Because the current NHP Regulations put us all at risk, your compliance or defiance becomes and ethical issue. If you don’t do anything, you are saying “yes” to Natural Health Product Regulations.

A further ethical issue is raised by the Big Brother nature of the NHP Regulations. Suffering is personal; nobody but you experiences your suffering. When we are suffering, should we be prohibited from trying remedies that are not approved by Health Canada?  What are we to do if the “approved” treatments do not work, as indeed so many don’t?  As long as we are fully informed of potential risks, shouldn’t we be able to make our own decisions?

For example, when Health Canada was taking away EMPowerplus, thousands of people, who had not been able to manage their serious mental health issues with the “approved” drugs, were ordered to stop taking a natural product that worked, and to go back to the “approved” products that had not worked for them. A sample of their stories can be found at” href=””> (click on the pictures for each person’s story).  Many told me that they already had a suicide plan in place should they run out of EMPowerplus. They were simply unwilling to go back to suffering from mental illness, along with the intolerable side effects of the “approved” drugs. Is it ethical for government to instruct citizens who were suicidal on the “approved” treatments that they cannot have access to treatments that made them functional members of the community?

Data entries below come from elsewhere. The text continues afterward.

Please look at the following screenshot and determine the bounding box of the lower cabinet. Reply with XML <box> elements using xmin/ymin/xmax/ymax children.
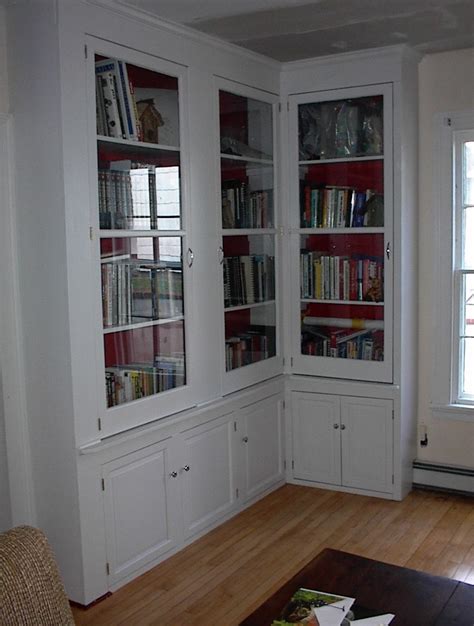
<box><xmin>102</xmin><ymin>437</ymin><xmax>181</xmax><ymax>586</ymax></box>
<box><xmin>238</xmin><ymin>394</ymin><xmax>285</xmax><ymax>503</ymax></box>
<box><xmin>291</xmin><ymin>391</ymin><xmax>393</xmax><ymax>495</ymax></box>
<box><xmin>101</xmin><ymin>386</ymin><xmax>285</xmax><ymax>589</ymax></box>
<box><xmin>180</xmin><ymin>412</ymin><xmax>237</xmax><ymax>540</ymax></box>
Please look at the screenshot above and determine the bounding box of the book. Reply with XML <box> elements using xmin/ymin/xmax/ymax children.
<box><xmin>271</xmin><ymin>587</ymin><xmax>354</xmax><ymax>626</ymax></box>
<box><xmin>96</xmin><ymin>59</ymin><xmax>127</xmax><ymax>138</ymax></box>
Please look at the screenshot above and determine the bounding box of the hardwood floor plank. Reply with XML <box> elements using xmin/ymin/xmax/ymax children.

Most Health Canada employees, who decide whether or not a natural remedy will be allowed, are not medically trained and never have to face a patient.  They generally have only basic science degrees. Should these people be allowed to make these decisions, or should it be our health practitioners – be they doctors, naturopaths, homeopaths, or Traditional Chinese Medicine practitioners (all of whom are now subject to their own regulatory professional organizations)?

If we do not respond to Michael Schmidt’s call to say “no,” then we all will bear the responsibility for imposing “approved” treatments on others.  We will be responsible for endangering others by taking away effective treatments and by forcing them onto chemical drugs. Is this an ethical cost you are prepared to pay?


I am often asked: what can I do? I don’t like answering that question. If someone believes they need to bring about change, I don’t want to limit them to my suggestions. I would rather share what I am doing and invite them to get involved if they like. I became involved because I am aggrieved by what is happening. One of the first initiatives I joined was the Charter of Health Freedom. Groups and individuals from across Canada came together and asked: how can we ensure that Canadians will continue to have health freedom?  We identified those health freedoms that the courts have already declared ours and we put them into the Charter. For more information on the Charter and how to join the effort to create health freedom in Canada, see

I also helped to form the Natural Health Products Protection Association, whose mandate is to protect our access to natural remedies. The NHPPA has developed a three-part plan toward this end:

* First: suspension of the current NHP Regulations. The loss of products must stop. We also don’t believe that trying to “tweak” the Regulations or getting Health Canada to be “reasonable” is realistic, given that even Parliament’s NHP recommendations were ignored. As long as natural remedies are assumed, without proof, to be illegal and dangerous, they will be restricted.  We need to take the more reasonable approach prevalent in the U.S.

* Second: we are seeking financial support for a Charter legal challenge of these NHP Regulations. We believe they are unconstitutional. The Regulations come under “criminal” law. We don’t believe that NHPs, which are safer than peanut butter, carry enough of a risk to be considered potentially criminal. We are also mindful that the government only backed down in the 1990s on the eve of the lawsuit.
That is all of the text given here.